On hindsight, 2 prevention measures could have prevented the credit crisis. Firstly, higher capital requirements on financial institutions could have prevented the financial crisis. According to the report, the Basel Committee's minimum requirement for a bank's capital adequacy ratio was only 4% of the bank's risk-adjusted assets, as compared to the 15% to 25% of a bank's assets before the Great Depression in the 1930s. Given the high amount of risks involved, this ratio was perceived to be too low. Hence, increasing the amount of a bank's capital to its risky assets, in this case MBS, could have allowed banks to better weather losses in times of an economic downturn.

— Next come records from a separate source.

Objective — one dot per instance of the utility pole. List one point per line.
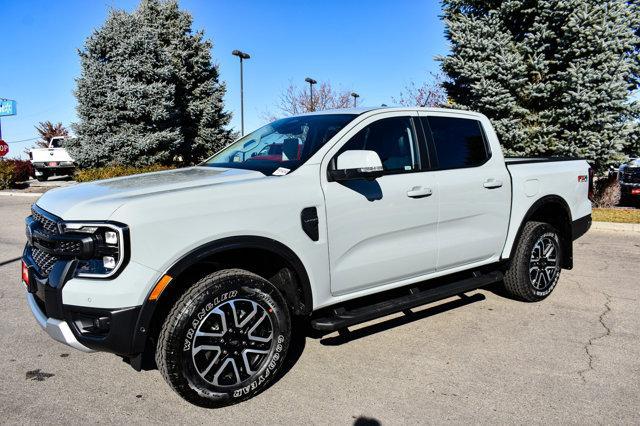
(311, 83)
(242, 56)
(355, 96)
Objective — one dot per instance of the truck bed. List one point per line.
(535, 178)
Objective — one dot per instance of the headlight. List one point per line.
(106, 254)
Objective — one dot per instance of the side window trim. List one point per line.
(428, 158)
(424, 120)
(417, 148)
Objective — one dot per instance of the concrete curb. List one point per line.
(620, 227)
(21, 194)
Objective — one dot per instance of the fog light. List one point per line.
(25, 274)
(109, 262)
(111, 237)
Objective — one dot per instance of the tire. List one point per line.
(532, 276)
(248, 334)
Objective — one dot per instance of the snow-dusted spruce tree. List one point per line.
(555, 76)
(148, 91)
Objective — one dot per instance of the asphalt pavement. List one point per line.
(573, 358)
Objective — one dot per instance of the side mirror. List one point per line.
(357, 164)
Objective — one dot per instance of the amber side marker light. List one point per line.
(159, 288)
(25, 274)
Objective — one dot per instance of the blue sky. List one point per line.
(374, 47)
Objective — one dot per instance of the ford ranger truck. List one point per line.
(323, 220)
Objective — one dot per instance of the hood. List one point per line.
(98, 200)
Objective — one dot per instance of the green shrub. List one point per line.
(88, 175)
(14, 171)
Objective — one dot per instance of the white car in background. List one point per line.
(52, 161)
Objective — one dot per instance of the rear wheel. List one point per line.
(535, 268)
(225, 339)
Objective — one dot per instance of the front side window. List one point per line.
(284, 144)
(392, 139)
(459, 142)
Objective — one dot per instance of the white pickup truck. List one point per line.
(353, 215)
(52, 161)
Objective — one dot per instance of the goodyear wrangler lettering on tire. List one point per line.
(263, 377)
(232, 329)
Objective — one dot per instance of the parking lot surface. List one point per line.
(573, 358)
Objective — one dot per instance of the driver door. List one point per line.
(382, 231)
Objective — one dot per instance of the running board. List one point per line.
(340, 318)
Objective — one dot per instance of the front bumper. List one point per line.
(59, 330)
(84, 328)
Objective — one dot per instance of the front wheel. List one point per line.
(225, 339)
(535, 268)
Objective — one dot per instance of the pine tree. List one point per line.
(148, 92)
(555, 76)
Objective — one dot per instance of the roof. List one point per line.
(362, 110)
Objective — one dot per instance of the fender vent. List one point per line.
(309, 221)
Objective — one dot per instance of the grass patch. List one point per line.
(617, 215)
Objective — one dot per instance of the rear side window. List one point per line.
(459, 142)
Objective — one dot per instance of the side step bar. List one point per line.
(340, 318)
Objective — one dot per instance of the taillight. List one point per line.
(25, 274)
(591, 195)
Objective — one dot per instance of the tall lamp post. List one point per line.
(242, 56)
(311, 83)
(355, 96)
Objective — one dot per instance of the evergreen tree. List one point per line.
(555, 76)
(148, 92)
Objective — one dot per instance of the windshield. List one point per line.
(281, 146)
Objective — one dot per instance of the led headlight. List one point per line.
(104, 249)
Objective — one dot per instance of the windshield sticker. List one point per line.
(281, 171)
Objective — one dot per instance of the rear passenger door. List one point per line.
(475, 190)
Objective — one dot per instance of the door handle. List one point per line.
(492, 183)
(419, 192)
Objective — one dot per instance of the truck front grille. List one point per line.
(48, 224)
(44, 261)
(630, 177)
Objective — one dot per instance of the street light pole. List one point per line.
(242, 56)
(355, 96)
(311, 83)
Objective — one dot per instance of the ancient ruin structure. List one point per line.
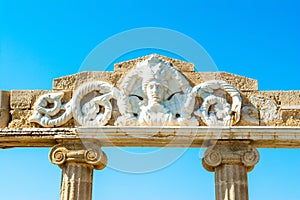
(152, 101)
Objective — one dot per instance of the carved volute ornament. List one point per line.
(154, 93)
(231, 161)
(77, 162)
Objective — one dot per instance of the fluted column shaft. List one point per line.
(231, 161)
(77, 162)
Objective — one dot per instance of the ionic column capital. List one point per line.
(232, 153)
(77, 153)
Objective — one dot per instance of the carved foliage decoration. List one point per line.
(152, 94)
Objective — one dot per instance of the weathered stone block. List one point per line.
(24, 99)
(178, 64)
(4, 108)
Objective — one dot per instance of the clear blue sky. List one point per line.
(42, 40)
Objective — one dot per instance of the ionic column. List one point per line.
(77, 162)
(231, 161)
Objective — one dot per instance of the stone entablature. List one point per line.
(181, 97)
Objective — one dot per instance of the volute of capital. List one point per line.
(231, 154)
(61, 155)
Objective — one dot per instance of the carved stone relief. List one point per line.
(154, 93)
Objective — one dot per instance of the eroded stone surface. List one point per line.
(276, 108)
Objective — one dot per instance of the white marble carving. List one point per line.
(215, 110)
(250, 115)
(47, 107)
(85, 106)
(152, 94)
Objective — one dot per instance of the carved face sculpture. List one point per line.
(155, 92)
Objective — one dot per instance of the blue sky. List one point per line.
(43, 40)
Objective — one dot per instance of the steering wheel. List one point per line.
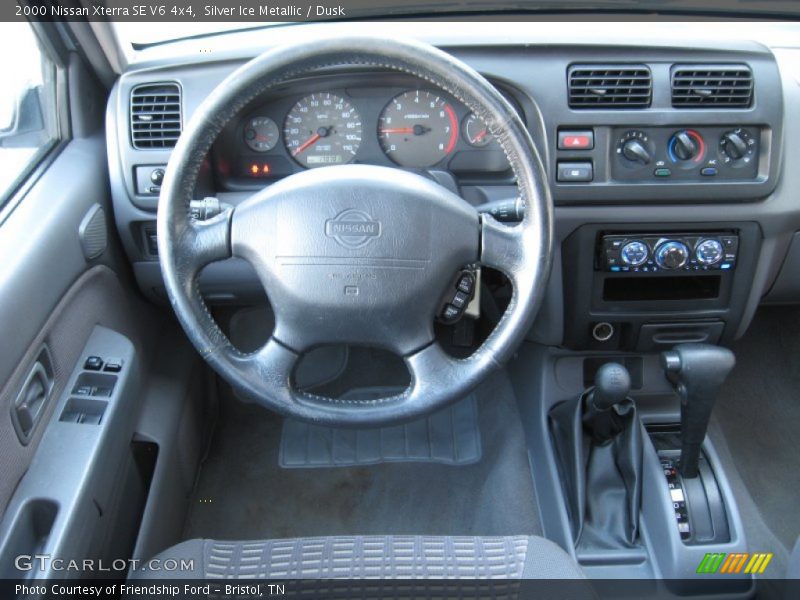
(354, 254)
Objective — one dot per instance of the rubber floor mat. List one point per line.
(450, 436)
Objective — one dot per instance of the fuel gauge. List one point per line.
(475, 131)
(261, 134)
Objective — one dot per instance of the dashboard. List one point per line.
(669, 158)
(346, 119)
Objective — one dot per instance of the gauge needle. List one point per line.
(307, 143)
(416, 130)
(398, 130)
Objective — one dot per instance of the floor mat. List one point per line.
(450, 436)
(242, 493)
(759, 414)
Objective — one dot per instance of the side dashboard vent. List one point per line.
(609, 86)
(155, 115)
(712, 86)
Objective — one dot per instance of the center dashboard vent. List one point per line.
(712, 86)
(609, 86)
(155, 115)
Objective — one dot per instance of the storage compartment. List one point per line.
(29, 534)
(115, 535)
(638, 288)
(660, 336)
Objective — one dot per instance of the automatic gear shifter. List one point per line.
(696, 371)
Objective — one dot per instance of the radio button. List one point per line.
(709, 252)
(672, 255)
(634, 253)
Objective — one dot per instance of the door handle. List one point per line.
(32, 399)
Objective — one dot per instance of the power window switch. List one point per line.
(460, 300)
(113, 365)
(93, 363)
(466, 283)
(450, 313)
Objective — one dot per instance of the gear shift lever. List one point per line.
(696, 371)
(611, 386)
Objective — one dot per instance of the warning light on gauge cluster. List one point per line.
(258, 169)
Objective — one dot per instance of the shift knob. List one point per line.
(697, 371)
(612, 383)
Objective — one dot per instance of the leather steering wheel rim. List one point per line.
(523, 252)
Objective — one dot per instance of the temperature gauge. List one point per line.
(261, 134)
(475, 131)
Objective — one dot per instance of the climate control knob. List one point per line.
(686, 145)
(672, 255)
(737, 146)
(634, 253)
(709, 252)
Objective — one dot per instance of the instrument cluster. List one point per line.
(393, 125)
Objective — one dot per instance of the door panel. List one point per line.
(51, 295)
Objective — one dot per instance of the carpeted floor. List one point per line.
(759, 415)
(243, 494)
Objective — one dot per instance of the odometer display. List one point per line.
(322, 129)
(418, 129)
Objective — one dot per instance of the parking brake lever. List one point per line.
(696, 371)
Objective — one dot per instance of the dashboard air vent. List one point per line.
(712, 86)
(155, 115)
(609, 86)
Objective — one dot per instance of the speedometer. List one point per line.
(418, 129)
(322, 129)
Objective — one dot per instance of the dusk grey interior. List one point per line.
(530, 298)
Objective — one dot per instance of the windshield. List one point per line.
(138, 34)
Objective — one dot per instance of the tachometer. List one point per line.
(261, 134)
(418, 129)
(322, 129)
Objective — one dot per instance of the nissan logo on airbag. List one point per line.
(352, 228)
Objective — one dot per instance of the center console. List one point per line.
(645, 287)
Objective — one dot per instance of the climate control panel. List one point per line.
(668, 252)
(685, 154)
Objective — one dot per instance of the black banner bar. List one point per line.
(242, 11)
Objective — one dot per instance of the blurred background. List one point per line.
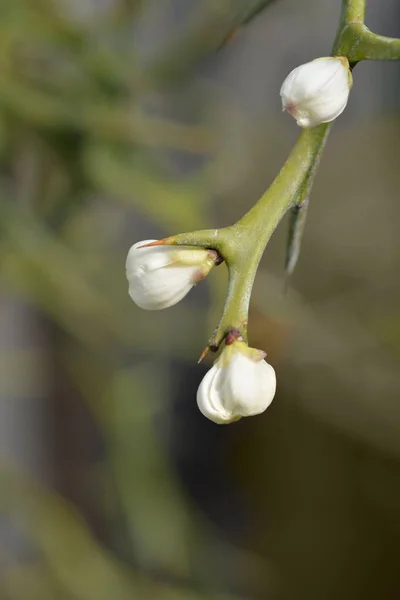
(122, 120)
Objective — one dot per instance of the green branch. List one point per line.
(242, 245)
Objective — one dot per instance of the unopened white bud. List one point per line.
(317, 92)
(160, 276)
(240, 384)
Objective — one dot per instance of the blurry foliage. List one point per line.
(91, 161)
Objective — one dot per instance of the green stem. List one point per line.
(242, 245)
(249, 236)
(370, 46)
(353, 10)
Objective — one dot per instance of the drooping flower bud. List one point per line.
(240, 384)
(160, 276)
(317, 92)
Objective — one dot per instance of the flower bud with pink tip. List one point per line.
(317, 92)
(240, 384)
(160, 276)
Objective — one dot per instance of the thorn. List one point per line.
(203, 354)
(162, 242)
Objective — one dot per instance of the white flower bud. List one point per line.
(317, 92)
(240, 384)
(160, 276)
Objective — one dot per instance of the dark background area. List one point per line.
(122, 121)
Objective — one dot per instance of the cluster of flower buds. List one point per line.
(241, 383)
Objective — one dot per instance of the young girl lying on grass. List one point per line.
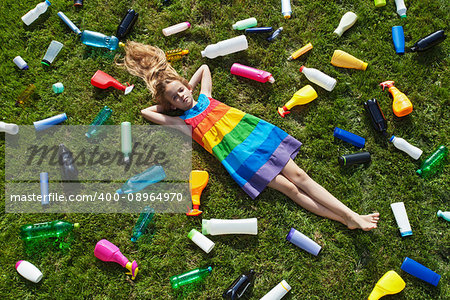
(255, 153)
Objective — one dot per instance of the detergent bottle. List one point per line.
(401, 106)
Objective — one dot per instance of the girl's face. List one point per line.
(179, 96)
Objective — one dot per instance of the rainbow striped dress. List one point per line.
(252, 150)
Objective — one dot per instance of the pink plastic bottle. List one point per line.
(251, 73)
(107, 251)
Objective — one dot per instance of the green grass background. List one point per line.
(351, 261)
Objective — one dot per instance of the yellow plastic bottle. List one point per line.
(390, 283)
(303, 96)
(401, 106)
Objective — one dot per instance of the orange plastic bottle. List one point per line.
(401, 106)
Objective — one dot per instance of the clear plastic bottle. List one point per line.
(33, 14)
(319, 78)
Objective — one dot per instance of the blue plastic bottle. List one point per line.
(97, 39)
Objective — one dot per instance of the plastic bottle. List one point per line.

Secondly, the credit crisis could also have been prevented if financial institutions did not issue subprime mortgages to less credit-worthy individuals. Short term profits were prioritized to long term repercussions, which ultimately led to the failure of major financial institutions. As stated in the article, the CDS market was "largely unregulated and opaque, comprised of privately negotiated contracts among fund managers and broker-dealers". Also, as most banks were "too big to fail", governments had to buy them to prevent them from going bankrupt, a situation that may have wide repercussions to the global economy. An increase in regulation towards financial institutions, especially those that are specified as "too big to fail", as well as regulations towards credit rating agencies would not only help to protect consumers, but would also have potentially prevented the credit crisis from happening.
Which of the proposed plans for reforming the financial industry have the best chance of succeeding?
Comparing the different economic proposals, I believe that the American Recovery and Reinvestment Act would have the best chance of recovering the financial industry both in the short-term and the long-term. The act is a stimulus package that includes spending on education, healthcare and infrastructure, as well as to help homeowners cope with refinancing their mortgages. In the short term, with a downturn in the economy, an increase in public spending would help to offset the decrease in private spending, minimizing the economic impacts of the credit crisis on unemployment. Besides the short term impacts of government spending to spur the economy, long-term business projects that benefit society will also be funded by the government through the act, such as increasing spending on education and research and development, thereby helping to contribute to economic growth in the long run.
I also feel that improvements made by G20 and the Basel Committee on regulations would help to strengthen the financial system. The credit crisis was due in part to lax regulations on the CDS markets as well as improper governance of credit rating agencies that rate highly toxic MBS. Having a uniform international system of financial guidelines that govern how financial institutions operate would help to reduce gaps in the financial system, while requiring banks to hold more liquid reserves would help to reduce the vulnerability of banks in cases of bank losses, thus aiding in reducing the severity of future crises.
The US government also proposed the "Obama Levy" that aimed to tax banks with over $50 billion in assets. I believe that such a rule would not be beneficial to the economy as higher tax rates on bank assets would turn away potential investors due to a decrease in returns on their investments, thereby hindering the inflow of funds both domestically and from foreign firms. High tax rates would also slow down the growth of firms as they have less incentive to expand their businesses, thereby reducing production, employment and economic growth in the long run.